Thank you for the thoughtful answer.
We had started using recognition scores about a year ago when we noticed that some noises were being recognized as words in our relatively small vocabulary (about 15 words) A door would slam, and it would be recognized as a very short word in the vocabulary. We noticed that when a person said that word, it would be somewhere between -800 and 0, so we ignored commands lower that -2000. This ended up working quite well on a large group of testers.
Later, we added a ambiguous detection algorithm for lower confidence recognition scores that fell inside a range lower than -800. If a phrase was detected in this range (say -800 to -2000), the user would need to repeat it on the next detection for it to be accepted. This cut down lots of false positives.
Another use for the ambiguous detection routine was in detecting first and last names.

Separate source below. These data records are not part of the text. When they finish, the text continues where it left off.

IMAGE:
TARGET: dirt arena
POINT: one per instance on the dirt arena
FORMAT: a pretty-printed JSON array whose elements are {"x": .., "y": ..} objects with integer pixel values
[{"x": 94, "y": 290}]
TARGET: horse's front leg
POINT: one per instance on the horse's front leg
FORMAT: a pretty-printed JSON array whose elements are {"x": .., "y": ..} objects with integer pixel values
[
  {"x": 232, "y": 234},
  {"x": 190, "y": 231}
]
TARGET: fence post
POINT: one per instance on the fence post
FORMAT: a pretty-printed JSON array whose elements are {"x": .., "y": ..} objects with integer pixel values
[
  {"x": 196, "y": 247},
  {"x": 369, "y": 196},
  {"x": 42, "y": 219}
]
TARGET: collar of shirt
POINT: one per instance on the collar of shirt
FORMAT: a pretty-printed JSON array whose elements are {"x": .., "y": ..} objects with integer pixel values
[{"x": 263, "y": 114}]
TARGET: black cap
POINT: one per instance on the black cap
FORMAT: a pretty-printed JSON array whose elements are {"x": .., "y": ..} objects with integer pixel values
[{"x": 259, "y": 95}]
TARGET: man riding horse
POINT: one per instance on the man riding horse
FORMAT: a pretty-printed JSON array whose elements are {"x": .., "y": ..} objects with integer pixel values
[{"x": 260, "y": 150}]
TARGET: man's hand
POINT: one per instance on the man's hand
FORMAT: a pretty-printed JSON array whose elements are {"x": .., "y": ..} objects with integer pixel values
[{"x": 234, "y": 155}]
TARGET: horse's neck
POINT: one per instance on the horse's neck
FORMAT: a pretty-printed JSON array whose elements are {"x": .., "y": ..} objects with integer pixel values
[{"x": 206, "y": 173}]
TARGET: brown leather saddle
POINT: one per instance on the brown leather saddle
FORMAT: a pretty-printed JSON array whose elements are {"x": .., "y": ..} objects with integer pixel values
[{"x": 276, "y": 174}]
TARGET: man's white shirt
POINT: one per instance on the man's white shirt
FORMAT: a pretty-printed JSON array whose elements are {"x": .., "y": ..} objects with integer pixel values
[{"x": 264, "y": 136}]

Our app allows user to tag photos using contacts from their phone or from family tree software. One thing we don’t want users to do is get the first name from one contact and the second name from another contact to form the first and last name someone they are tagging. We enforce this by going back to our data model to compare the recognized name against the database. We will reject it if they don’t match, but if it is within the ambiguous range we will accept it if it is repeated on the very next detection.
Since we started doing this, OpenEars has definitely gotten better, and perhaps our rational for doing this doesn’t exist anymore. We will do some testing with a larger group of people on an altered scale to see if it still useful.